=Paper=
{{Paper
|id=Vol-2507/219-224-paper-38
|storemode=property
|title=Blocking Strategies to Accelerate Record Matching for Big Data Integration
|pdfUrl=https://ceur-ws.org/Vol-2507/219-224-paper-38.pdf
|volume=Vol-2507
|authors=Ivan Kadochnikov,Vladimir Papoyan
}}
==Blocking Strategies to Accelerate Record Matching for Big Data Integration==
<pdf width="1500px">https://ceur-ws.org/Vol-2507/219-224-paper-38.pdf</pdf>
<pre>
          Proceedings of the 27th International Symposium Nuclear Electronics and Computing (NEC’2019)
                             Budva, Becici, Montenegro, September 30 – October 4, 2019


       BLOCKING STRATEGIES TO ACCELERATE RECORD
           MATCHING FOR BIG DATA INTEGRATION
                              I.S. Kadochnikov1,2 a, V.V. Papoyan1 b
  1
      Joint Institute for Nuclear Research, 6 Joliot-Curie St, Dubna, Moscow Region, 141980, Russia
      2
          Plekhanov Russian University of Economics, Stremyanny lane, 36, Moscow, 117997, Russia

                                E-mail: a kadivas@jinr.ru, b vlpapoyan@jinr.ru


Record matching represents a key step in many Big Data analysis problems, especially leveraging
disparate large data sources. Methods of probabilistic record linkage provide a good framework to find
and interpret partial record matches. However, they require combining and therefore computing string
distances for the records being compared. That is, the direct use of probabilistic record linkage
requires processing the Cartesian product of record sets. As a result, a “blocking” step is used, when
candidate record pairs are grouped by a categorical field, significantly limiting the number of record
comparisons and computational cost. On the other hand, this method requires a high level of data
quality and agreement between sources on the categorical blocking field.
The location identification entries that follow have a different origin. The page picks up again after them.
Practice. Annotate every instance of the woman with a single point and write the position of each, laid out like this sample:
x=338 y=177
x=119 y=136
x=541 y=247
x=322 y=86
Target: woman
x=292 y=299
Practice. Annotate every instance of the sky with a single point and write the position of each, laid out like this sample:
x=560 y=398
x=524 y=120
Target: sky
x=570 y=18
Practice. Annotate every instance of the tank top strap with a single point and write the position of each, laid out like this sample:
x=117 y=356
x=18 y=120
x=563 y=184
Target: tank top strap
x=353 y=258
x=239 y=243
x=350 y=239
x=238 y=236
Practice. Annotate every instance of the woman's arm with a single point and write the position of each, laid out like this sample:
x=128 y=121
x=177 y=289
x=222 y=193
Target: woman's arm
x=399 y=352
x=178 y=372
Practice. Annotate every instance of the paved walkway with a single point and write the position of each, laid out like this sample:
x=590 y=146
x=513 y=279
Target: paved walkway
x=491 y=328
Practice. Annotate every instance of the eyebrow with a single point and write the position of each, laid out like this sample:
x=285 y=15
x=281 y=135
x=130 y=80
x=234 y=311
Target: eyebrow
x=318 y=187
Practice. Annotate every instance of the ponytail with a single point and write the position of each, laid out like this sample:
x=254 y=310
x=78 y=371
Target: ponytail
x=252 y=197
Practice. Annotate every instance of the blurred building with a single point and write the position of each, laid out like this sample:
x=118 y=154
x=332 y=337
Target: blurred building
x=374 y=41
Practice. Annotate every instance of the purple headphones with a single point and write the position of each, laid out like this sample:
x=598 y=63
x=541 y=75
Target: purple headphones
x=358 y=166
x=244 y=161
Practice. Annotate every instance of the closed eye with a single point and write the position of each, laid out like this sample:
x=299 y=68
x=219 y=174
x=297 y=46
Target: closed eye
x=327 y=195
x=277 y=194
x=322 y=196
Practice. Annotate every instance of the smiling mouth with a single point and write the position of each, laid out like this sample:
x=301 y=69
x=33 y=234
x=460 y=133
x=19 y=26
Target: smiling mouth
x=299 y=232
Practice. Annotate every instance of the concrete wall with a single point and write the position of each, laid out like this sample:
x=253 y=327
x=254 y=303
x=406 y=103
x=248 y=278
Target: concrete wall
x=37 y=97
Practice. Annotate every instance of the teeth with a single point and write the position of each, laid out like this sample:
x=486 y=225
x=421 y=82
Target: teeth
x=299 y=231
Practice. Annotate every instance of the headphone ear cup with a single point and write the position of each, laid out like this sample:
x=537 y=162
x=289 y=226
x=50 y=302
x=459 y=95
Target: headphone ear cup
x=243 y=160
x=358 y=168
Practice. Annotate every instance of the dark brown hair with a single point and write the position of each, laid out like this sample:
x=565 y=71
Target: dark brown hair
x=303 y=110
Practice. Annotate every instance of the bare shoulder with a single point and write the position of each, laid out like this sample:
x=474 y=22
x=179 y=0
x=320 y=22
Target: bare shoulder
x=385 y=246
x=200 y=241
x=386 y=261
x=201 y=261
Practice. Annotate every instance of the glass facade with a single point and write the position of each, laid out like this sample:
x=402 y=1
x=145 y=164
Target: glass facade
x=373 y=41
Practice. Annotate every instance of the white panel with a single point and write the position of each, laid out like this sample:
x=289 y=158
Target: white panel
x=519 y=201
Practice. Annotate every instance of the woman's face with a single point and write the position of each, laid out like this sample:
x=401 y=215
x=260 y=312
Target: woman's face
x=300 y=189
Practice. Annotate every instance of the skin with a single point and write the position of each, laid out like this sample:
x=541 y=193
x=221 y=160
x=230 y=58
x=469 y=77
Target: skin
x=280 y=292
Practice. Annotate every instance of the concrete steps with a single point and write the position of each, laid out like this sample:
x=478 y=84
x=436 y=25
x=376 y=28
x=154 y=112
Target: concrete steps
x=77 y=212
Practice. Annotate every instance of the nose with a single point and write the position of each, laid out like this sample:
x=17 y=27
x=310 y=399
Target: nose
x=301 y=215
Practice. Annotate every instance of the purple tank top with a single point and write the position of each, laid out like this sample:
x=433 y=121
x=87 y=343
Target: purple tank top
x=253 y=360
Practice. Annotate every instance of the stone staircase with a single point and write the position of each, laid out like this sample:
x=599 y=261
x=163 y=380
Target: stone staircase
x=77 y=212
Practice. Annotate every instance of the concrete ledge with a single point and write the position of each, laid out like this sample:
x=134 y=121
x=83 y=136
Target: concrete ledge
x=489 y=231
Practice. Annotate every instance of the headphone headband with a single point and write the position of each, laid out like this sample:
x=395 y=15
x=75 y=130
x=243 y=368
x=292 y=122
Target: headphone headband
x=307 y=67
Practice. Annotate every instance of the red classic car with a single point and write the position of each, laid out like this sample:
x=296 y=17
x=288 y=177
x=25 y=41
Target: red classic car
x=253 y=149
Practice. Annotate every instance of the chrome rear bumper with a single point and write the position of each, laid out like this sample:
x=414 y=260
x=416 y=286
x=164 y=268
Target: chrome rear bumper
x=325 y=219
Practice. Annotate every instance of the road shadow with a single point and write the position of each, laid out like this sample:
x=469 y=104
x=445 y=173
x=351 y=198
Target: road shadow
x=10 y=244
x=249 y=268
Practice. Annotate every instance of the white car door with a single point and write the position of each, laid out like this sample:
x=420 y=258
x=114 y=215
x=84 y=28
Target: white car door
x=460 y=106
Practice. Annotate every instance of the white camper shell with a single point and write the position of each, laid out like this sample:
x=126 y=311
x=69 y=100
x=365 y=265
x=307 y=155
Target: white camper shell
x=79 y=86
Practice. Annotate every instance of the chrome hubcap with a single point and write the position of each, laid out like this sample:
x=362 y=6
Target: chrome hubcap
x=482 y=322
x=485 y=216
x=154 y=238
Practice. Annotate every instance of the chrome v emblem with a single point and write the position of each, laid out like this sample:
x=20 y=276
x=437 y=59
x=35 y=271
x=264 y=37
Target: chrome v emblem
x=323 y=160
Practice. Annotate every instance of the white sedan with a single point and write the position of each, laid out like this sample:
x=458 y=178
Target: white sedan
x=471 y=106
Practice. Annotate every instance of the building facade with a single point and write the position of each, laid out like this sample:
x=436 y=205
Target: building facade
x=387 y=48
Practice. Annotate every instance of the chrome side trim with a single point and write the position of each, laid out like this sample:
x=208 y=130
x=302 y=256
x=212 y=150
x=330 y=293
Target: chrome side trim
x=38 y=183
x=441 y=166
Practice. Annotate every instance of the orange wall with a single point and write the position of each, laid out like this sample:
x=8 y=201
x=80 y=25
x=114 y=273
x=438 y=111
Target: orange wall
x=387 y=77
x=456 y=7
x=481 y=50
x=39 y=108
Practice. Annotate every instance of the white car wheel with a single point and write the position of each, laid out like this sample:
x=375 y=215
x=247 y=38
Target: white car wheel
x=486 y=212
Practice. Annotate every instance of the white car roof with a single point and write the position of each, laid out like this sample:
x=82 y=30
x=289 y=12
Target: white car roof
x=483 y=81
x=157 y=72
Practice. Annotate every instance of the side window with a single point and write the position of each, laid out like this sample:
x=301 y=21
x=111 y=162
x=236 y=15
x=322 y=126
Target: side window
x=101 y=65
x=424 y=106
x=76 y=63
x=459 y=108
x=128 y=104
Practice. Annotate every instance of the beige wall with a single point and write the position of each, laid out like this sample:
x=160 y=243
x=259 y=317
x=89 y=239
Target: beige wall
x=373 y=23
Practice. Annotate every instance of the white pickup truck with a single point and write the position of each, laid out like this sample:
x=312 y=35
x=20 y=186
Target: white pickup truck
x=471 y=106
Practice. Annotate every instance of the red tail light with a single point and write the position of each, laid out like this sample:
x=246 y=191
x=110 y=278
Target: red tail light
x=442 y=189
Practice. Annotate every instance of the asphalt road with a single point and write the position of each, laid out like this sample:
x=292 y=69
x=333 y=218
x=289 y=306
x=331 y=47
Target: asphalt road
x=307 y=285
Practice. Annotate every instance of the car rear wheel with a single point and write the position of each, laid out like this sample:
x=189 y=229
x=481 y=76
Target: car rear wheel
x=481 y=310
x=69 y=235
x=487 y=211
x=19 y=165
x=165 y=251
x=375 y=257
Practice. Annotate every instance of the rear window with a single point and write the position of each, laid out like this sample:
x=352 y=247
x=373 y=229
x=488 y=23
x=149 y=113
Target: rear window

We propose a more flexible
approach where blocking does not use a categorical column. The key idea is to use clustering based on
string field values. In practice, we mapped the string field with TF-IDF into a latent vector space and
then used Locality Sensitive Hashing to cluster records in this vector space. Apache Spark libraries
were used to show the effectiveness of this approach for linking British open company registration
datasets.

Keywords: record linkage, locality sensitive hashing, Apache Spark


                                                                      Ivan Kadochnikov, Vladimir Papoyan

                                                               Copyright © 2019 for this paper by its authors.
                       Use permitted under Creative Commons License Attribution 4.0 International (CC BY 4.0).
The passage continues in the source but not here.